The term "load" is to be understood in the present context in the broadest possible scope. Primarily, it is an electric load, for example an electric motor, a coil, a resistor or the like, and such electric components then may have the "load" proper coupled thereto, for example in the form of an electromagnetic valve, an electric heating or a part to be moved mechanically by an electric motor.
For illustrating the invention in representative manner, an inductive load in the form of an electromagnetic driver device for a braking valve of a brake system is to be considered specifically in the following. Such an electromagnetic driver device is concerned with controlling/adjusting the pressure of brake fluid. The pressure is adjusted by the electromagnetic valve as a function of the current flowing through the coil of the electromagnet. The control signal for such a control/closed-loop control is usually supplied to an electronic switch in the form of a PWM adjusting or control signal (PWM=Pulse Width Modulation), with this PWM control signal opening and closing the electronic switch with a specific pulse duty factor or duty cycle (ratio of pulse duration to pulse interval) so that the current flow through the electronic switch connected in series with the load determines the current flow through the load.

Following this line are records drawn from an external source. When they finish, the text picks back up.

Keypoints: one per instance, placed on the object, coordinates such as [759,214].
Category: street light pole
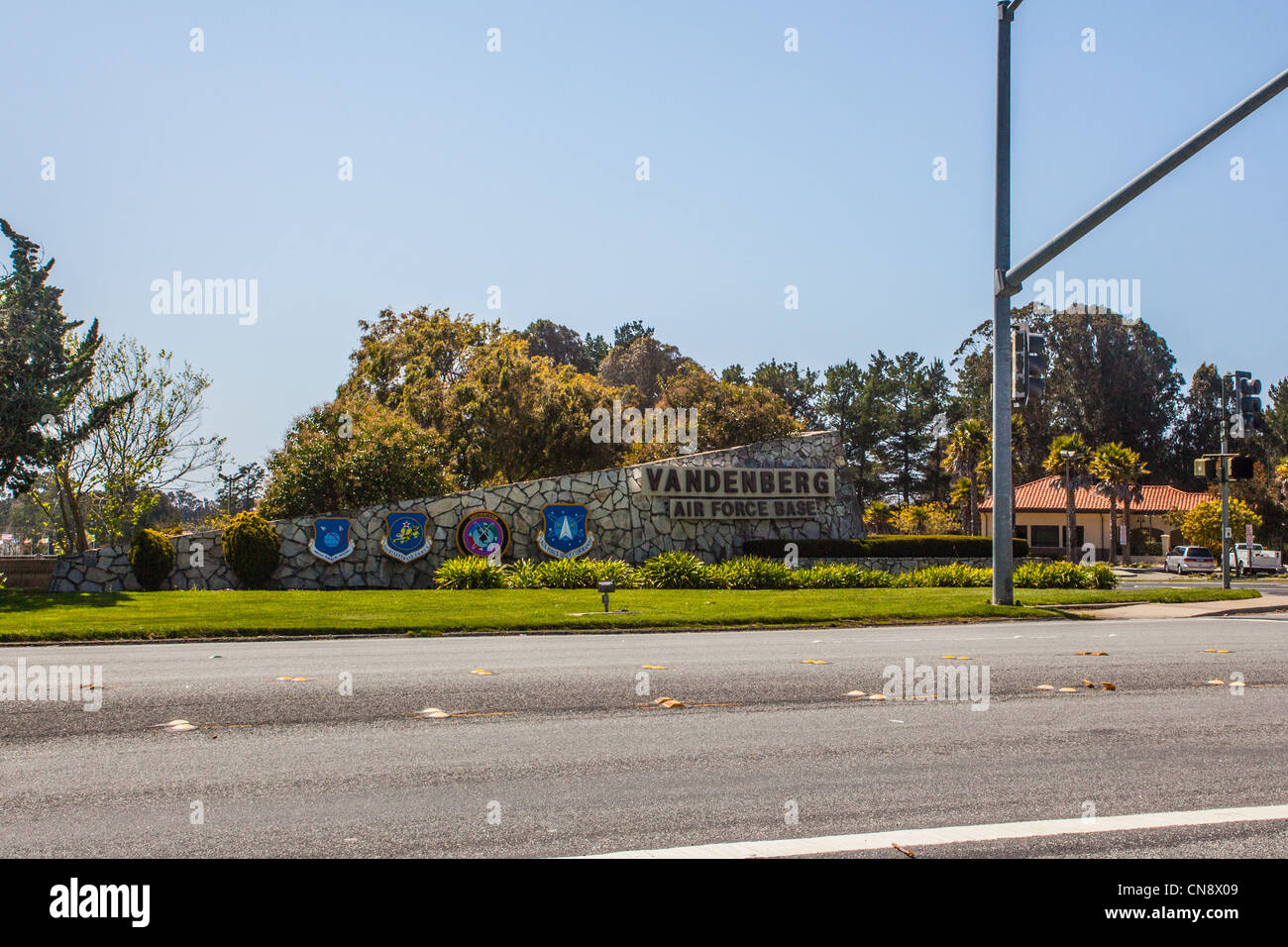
[1225,488]
[1004,514]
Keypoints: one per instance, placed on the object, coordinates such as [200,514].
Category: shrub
[1064,575]
[614,571]
[748,573]
[673,570]
[954,577]
[523,574]
[469,573]
[151,558]
[252,548]
[841,577]
[567,574]
[944,547]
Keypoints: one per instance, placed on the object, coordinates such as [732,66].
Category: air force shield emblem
[406,535]
[563,534]
[331,540]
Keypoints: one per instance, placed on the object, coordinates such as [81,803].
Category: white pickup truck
[1254,558]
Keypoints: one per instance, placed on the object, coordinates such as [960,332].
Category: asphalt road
[555,753]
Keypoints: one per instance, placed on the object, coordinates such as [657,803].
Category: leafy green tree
[410,361]
[1121,472]
[151,442]
[879,518]
[643,364]
[563,346]
[912,411]
[516,418]
[241,488]
[629,331]
[44,367]
[799,389]
[728,414]
[1198,431]
[855,402]
[1069,459]
[967,447]
[355,453]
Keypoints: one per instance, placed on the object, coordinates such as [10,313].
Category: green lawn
[27,616]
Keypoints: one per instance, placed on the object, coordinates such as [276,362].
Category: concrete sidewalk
[1269,602]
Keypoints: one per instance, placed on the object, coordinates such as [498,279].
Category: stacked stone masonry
[626,525]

As with other usual closed-loop control circuits, the circuit according to the invention also employs an arrangement in which a first signal source issuing the desired signal as well as a second signal source issuing an actual signal are connected, via a control signal generating circuit, to a controller, for example the control terminal of an electronic switch (for example a MOSFET).
There are numerous possible designs for the control signal generating circuit. Decisive for the output signal of the control signal generating circuit is the deviation between actual signal and desired signal. With slight control deviation, i.e., a little difference between the actual signal and the desired signal, the control signal is of such a nature that only a relatively minor change in the quantity to be controlled or adjusted in the load is still taking place towards the desired signal. With a large control deviation, the control signal is "larger", i.e., there is a faster change of the actual signal for approximation to the desired signal.
In order to accelerate the approximation of the desired signal and the actual signal in case of large control deviations, the control signal is provided with a differential component. The control signal is thus amplified overproportionally in case of large control deviation in order to obtain an as fast as possible approximation of the actual value to the desired value.
The prior art reveals a large variety of measures for obtaining in addition to proportional control also differential and/or integral control, either alternatively or in addition thereto.
In the past few years an increasing number of digital circuits has been employed for controlling/adjusting electric loads. For producing a PWM control signal, a digital control circuit employs, for example, an up/down counter whose continuously changing count is compared to a digital periodical ramp signal. Depending on the ratio of the numerical values compared with each other, the level of the PWM control signal obtained therefrom is either high or low. The up/down counter is clocked by a constant clock signal, with the counting direction being set in accordance with the ratio between desired signal and actual signal.